Watch: Journalist finds Canadian family's stolen car in WEST AFRICA with their phone number still in the glove box
· Sep 7, 2023 · NottheBee.com

Apparently, this is becoming a trend. Watch this wild video:

Here's more from the CBC's story published on Wednesday (yeah, I know, the CBC did actual journalism!):

In the same lot, journalists found dozens of other vehicles, some with Canadian licence plates, often with their provincial registration and insurance documents still in the glove box.

All had been reported stolen from Ontario and Quebec. In 2021, there were just over 27,000 vehicles stolen from Ontario alone, according to a recent report by the Canadian Financing and Leasing Association. That's a car stolen every 17 minutes.

Crime is so rampant in liberal cities that perps can tag a car in a parking lot, follow the tracker at 3AM to steal it out of a driveway (the guy in the video says this has happened TWICE to him), drive it all the way to a port, load it on a ship, and send it through international waters and customs to West freaking Africa.

Criminals used to just chop the cars up and part them out so they wouldn't be caught. Now we're so bad at prosecuting criminals that they can literally ship them with the owner's registration info and license plates STILL ON THE VEHICLE halfway around the world.

"A large portion of them are leaving the country," said Det.-Sgt. Mark Haywood of Peel Regional Police. "You'll see about 80 per cent of them going out through the ports."

In 2022, police and insurers said there was a never-before-seen billion dollars worth of cars stolen in Canada. It has the country's insurance industry warning of much higher premiums on the most targeted vehicles, and of the potential that some vehicles could be uninsurable.

Criminals aren't courageous. They don't take big risks like this unless it's easy and the payout is worth it. The only way they're getting away with shipping new F-150s to Ghana is because no one is stopping them.

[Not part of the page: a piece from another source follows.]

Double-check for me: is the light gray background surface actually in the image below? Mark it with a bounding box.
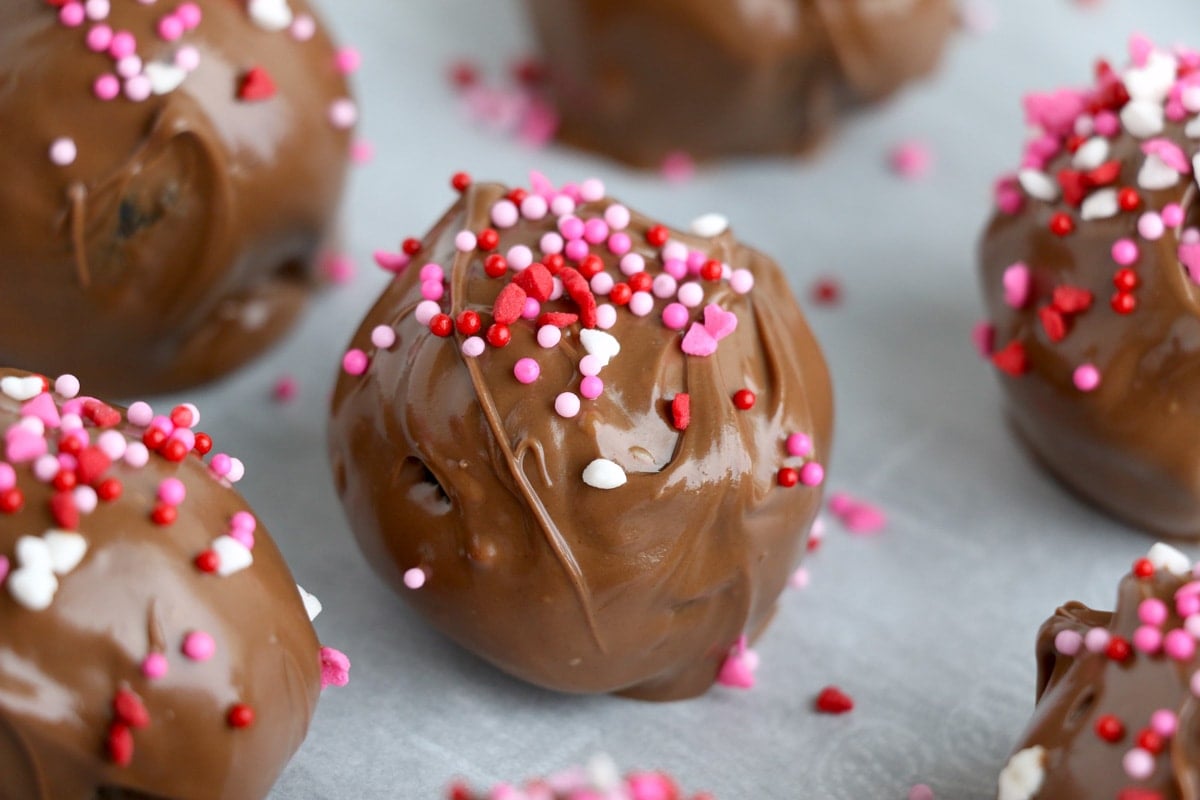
[152,2,1200,797]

"There is no doubt that vehicle theft has reached a national crisis in this country," said Terri O'Brien, president and CEO of Équité Association, which investigates insurance fraud on behalf of member insurance companies.

Her organization points to surging rates of theft just in 2022:

  • Ontario up 48.3 per cent year over year.
  • Quebec up 50 per cent year over year.
  • Alberta up 18.3 per cent year over year (after several years of decline).
  • Atlantic Canada up 34.5 per cent year over year.

WILD! ARE YOU TIRED OF POLITICIANS BEING SOFT ON CRIME YET?